Imaginemos, dentro de dos semanas nos caerá encima un asteroide tamaño estadio, pese a no ser muy grande, una bola más brillante que el Sol cruzará la atmósfera a sesenta veces la velocidad del sonido, con la potencia de cuatro mil bombas de Hiroshima aplastará ciudades y morirán millones.
No es ciencia ficción, muchos asteroides asesinos sólo se ven en el último momento.
En 2019, el asteroide O-K del tamaño de un edificio de treinta plantas se descubrió justo un día antes de que pasara más cerca que algunos de nuestros satélites.

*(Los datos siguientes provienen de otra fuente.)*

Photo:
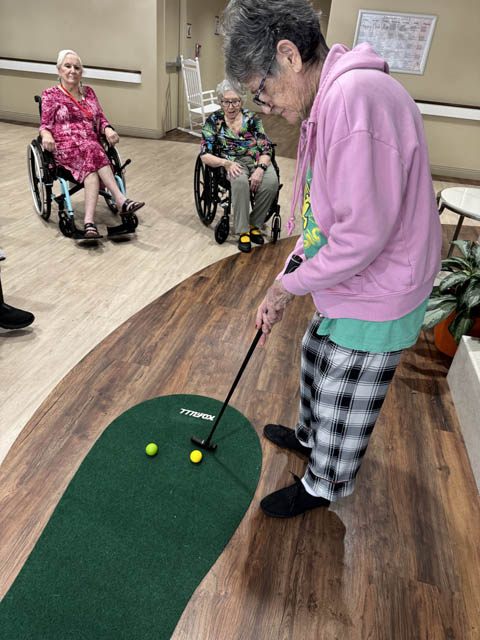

El año pasado, el aún mayor asteroide M-K se divisó trece días antes de que nos cruzara más cerca que la Luna.
De haber impactado, habríamos sufrido la potencia destructora de tres mil y nueve mil bombas de Hiroshima.
Sorprende que la humanidad aún no tenga un plan concreto al respecto.
Los científicos han ideado todo tipo de trucos para apartar asteroides peligrosos, pintarlos para que la luz solar los desvíe, enviar propulsores que los guíen, achicharrarlos con láseres, incluso estrellarles naves espaciales.
Todos tienen una gran pega: equivalen a intentar desviar un carguero tirándole un saco de patatas.
Moverían el asteroide, pero sólo un poquito.
Con estos métodos para evitar un impacto con la Tierra es necesario actuar años o décadas antes.